Member of the Virginia House of Delegates from the Lunenburg, Nottoway, and portions of Amelia and Dinwiddie counties district
- In office 1954–1971

Personal details
- Born: Richard Maclin Smith January 14, 1906 Brunswick County, Virginia, U.S.
- Died: December 11, 1971 (aged 65) Kenbridge, Virginia, U.S.
- Resting place: Kenbridge Cemetery
- Spouse: Annie Gee
- Children: 2
- Alma mater: University of Richmond Medical College of Virginia
- Occupation: Politician; pharmacist;

= R. Maclin Smith =

American politician (1906–1971)

Richard Maclin Smith (January 14, 1906 – December 11, 1971) was an American politician from Virginia. He served as a member of the Virginia House of Delegates from 1954 to 1971.

==Early life==
Richard Maclin Smith was born on January 14, 1906, in Brunswick County, Virginia. He moved to Lunenburg County and attended Victoria High School in Victoria. He graduated from the University of Richmond and the Medical College of Virginia.

==Career==
Smith practiced as a pharmacist in Kenbridge from 1930 until he retired in January 1971.

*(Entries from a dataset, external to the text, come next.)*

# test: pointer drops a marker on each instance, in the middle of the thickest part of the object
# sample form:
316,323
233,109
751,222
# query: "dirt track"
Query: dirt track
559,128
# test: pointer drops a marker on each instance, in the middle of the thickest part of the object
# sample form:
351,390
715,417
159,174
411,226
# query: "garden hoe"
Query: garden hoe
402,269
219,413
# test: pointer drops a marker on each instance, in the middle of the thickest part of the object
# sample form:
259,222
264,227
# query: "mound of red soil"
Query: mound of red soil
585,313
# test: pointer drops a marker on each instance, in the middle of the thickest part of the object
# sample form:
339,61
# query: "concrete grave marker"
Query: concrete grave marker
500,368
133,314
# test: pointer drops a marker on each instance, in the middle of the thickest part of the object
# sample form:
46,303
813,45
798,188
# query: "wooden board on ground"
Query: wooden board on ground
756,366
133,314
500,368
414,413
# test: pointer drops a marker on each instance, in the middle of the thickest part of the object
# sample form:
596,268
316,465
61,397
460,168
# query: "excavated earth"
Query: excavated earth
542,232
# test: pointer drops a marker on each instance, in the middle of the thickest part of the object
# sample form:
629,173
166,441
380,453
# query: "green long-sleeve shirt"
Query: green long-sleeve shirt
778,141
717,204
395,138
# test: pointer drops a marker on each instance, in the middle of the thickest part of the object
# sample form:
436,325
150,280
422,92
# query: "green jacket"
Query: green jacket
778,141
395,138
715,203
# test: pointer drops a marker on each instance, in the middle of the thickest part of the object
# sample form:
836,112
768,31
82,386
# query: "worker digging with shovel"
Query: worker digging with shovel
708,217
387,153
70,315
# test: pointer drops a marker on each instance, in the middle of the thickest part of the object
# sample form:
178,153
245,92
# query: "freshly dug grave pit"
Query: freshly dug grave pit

Smith served on the Kenbridge town council for 11 years. He served in the Virginia House of Delegates,representing Lunenburg, Nottoway, and portions of Amelia and Dinwiddie counties, from 1954 to 1971. He was chairman of the counties, cities and towns committee and vice chairman of the agricultural and the game and inland fisheries committees.

Smith was president of the Virginia Pharmaceutical Association. He was president of the Imperial Briquet Corporation of Kenbridge, director of the Bank of Lunenburg in Kenbridge and director of the Virginia Aberdeen Angus Association.

==Personal life==
Smith married Annie Gee. He had a son and daughter, Richard M. Jr. and Mrs. James A. Kirkland. He was a Methodist.

Smith died of a heart attack while driving in Kenbridge on December 11, 1971. He was buried in Kenbridge Cemetery.